CST Blog
Daily Telegraph removes “Shylock” references from article about Jewish hedge fund manager
18 February 2016
Last Tuesday (9 February) the Daily Telegraph published an article about the role played by Elliott Management hedge fund, and its founder and President Paul Singer, in ongoing negotiations over debt relief for Argentina. The article was changed following a complaint by CST about its use of antisemitic cultural references from Shakespeare’s Merchant of Venice.
The article, written by Daily Telegraph assistant editor Jeremy Warner, was critical of Singer for refusing to join other creditors in accepting a deal on debt relief, arguing that “His case for more may be legally watertight, but it is also morally indefensible.”
In its original version, the article opened with this sentence:
"Latter day Shylocks at Elliott Management allowing, Argentina will soon have renewed access to international capital markets."
Warner returned to this theme near the end of the article, writing:
"Debt restructuring provides a fourth option, yet as both Argentina and Greece have discovered, the trouble with borrowed money is that adjusting its value takes difficult negotiation, frequently obstructed by aggressively litigious hedgies such as Mr Singer demanding their pound of flesh."
Paul Singer is widely known in Argentina and the United States to be Jewish. His philanthropic and political engagement includes public support for Jewish causes.
Irrespective of the rights and wrongs of Singer’s financial decisions, CST felt that the Daily Telegraph should not use references to the famously antisemitic caricature of Shylock from the Merchant of Venice to criticise the financial activities of a Jewish public figure.
This is particularly relevant in this case, because last year the then Argentinian President Kirchner was widely criticised, including by Argentinian Jews, for advising Argentinian school children to read the Merchant of Venice in order to understand their country’s debt crisis. Kirchner also alleged a bizarre conspiracy theory involving Singer and various Jewish and American organisations following the suspicious death of Alberto Nisman, who was investigating Argentina’s failure to successfully prosecute the 1994 bombing of the AMIA Jewish community centre.
It is not clear whether Jeremy Warner was aware of this background when he bookended his own article with two Shylock references.
CST wrote to the Daily Telegraph to complain about the article. We did so via a letter for publication because the Daily Telegraph does not appear to have a readers’ complaint process similar to that of the Readers’ Editor at the Guardian. Our letter was not published but the two Merchant of Venice references have subsequently been removed from the article.

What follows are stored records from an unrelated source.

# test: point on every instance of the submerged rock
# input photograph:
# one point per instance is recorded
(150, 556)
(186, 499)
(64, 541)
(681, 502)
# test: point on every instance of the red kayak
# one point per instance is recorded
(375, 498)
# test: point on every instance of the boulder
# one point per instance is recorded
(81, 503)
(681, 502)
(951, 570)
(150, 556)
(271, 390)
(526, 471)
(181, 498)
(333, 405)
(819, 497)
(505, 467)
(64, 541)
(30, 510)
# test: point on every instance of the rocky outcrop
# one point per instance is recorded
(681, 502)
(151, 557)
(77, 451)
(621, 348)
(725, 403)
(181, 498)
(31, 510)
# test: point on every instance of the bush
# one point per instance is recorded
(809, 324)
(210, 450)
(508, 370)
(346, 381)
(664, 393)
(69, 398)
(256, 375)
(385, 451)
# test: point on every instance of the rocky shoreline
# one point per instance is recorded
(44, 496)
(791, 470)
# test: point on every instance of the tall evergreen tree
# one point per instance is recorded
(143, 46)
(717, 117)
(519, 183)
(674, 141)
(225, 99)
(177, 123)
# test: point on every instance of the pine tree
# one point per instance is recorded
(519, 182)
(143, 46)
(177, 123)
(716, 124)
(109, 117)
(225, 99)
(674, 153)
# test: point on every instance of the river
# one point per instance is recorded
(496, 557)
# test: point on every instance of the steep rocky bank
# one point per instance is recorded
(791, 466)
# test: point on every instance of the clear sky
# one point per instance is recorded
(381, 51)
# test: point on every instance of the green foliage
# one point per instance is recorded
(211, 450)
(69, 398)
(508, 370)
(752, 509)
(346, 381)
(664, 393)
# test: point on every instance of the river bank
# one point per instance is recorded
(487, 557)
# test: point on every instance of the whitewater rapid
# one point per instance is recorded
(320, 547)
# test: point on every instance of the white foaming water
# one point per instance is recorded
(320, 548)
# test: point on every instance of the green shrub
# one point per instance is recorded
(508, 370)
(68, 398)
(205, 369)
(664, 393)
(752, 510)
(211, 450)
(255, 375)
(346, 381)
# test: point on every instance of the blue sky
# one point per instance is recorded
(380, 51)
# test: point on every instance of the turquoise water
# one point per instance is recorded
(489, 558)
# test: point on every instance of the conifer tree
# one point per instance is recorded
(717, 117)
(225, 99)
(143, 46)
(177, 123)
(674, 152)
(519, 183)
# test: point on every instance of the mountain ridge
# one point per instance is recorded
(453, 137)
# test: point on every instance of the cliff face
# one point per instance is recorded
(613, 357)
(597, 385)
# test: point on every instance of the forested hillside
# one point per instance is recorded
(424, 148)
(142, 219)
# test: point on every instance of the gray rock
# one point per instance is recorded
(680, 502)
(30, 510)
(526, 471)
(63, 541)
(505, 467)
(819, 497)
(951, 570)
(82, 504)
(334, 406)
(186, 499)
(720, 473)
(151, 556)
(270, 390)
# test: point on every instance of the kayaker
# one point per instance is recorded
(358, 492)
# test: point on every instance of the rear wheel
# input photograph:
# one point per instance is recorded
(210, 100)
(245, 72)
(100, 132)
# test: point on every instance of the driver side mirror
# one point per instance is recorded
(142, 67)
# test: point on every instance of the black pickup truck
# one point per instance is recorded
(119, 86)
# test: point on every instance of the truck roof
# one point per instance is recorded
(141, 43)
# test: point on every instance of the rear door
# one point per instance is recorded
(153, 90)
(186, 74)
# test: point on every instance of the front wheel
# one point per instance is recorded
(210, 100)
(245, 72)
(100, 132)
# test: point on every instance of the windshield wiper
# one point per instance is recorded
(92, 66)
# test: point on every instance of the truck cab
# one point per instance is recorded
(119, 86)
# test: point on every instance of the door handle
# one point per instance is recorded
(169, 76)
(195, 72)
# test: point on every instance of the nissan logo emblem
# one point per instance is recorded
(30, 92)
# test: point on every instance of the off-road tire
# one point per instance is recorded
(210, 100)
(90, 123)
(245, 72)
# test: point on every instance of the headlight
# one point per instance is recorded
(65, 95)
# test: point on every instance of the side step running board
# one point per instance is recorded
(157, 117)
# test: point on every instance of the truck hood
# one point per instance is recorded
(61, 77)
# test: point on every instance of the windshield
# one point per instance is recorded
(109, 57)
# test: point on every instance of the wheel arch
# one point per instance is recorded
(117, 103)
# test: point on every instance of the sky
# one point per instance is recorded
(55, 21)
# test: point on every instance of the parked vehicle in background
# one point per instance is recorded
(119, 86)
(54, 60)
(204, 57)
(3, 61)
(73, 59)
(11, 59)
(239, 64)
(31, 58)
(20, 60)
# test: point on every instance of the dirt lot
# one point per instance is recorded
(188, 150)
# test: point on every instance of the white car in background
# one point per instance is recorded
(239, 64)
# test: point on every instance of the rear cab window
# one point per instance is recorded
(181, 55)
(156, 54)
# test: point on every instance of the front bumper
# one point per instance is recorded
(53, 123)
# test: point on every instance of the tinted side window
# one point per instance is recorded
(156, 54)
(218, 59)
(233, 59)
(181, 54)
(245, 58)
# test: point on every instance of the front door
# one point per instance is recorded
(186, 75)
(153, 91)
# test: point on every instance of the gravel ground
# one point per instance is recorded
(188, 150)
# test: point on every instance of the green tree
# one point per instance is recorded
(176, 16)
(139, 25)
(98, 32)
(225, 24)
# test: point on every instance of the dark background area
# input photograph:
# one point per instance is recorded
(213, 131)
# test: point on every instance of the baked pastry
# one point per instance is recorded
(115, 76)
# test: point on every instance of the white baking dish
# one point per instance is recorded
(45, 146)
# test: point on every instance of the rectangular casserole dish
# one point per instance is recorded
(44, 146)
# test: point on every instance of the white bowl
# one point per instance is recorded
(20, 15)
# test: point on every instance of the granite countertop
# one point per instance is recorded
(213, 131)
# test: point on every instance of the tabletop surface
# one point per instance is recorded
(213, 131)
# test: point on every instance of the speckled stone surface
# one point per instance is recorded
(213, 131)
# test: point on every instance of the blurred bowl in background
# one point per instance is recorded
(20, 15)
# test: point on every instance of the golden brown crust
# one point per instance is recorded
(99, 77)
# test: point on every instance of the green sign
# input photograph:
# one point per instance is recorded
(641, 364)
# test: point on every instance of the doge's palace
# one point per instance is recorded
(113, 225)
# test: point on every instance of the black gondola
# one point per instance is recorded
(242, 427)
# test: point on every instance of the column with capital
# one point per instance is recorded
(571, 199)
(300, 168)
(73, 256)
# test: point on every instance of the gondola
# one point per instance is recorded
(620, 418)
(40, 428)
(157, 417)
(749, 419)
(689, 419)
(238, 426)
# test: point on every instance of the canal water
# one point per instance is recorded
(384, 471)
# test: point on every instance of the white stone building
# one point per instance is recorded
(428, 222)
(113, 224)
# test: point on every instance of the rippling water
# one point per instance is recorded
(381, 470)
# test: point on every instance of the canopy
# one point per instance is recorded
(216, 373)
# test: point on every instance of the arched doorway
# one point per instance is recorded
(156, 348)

We are pleased that the references have been removed and we hope that the Daily Telegraph will take more care in future. As we pointed out in our unpublished letter, antisemitism does not need to be conscious or explicit; it can be transmitted through cultural references of which Shakespeare’s villain Shylock is one of the best-known.
We would also encourage all newspapers to develop accessible, transparent complaint processes for readers so that problems of inaccuracy, bias or potential bigotry can be quickly and clearly addressed.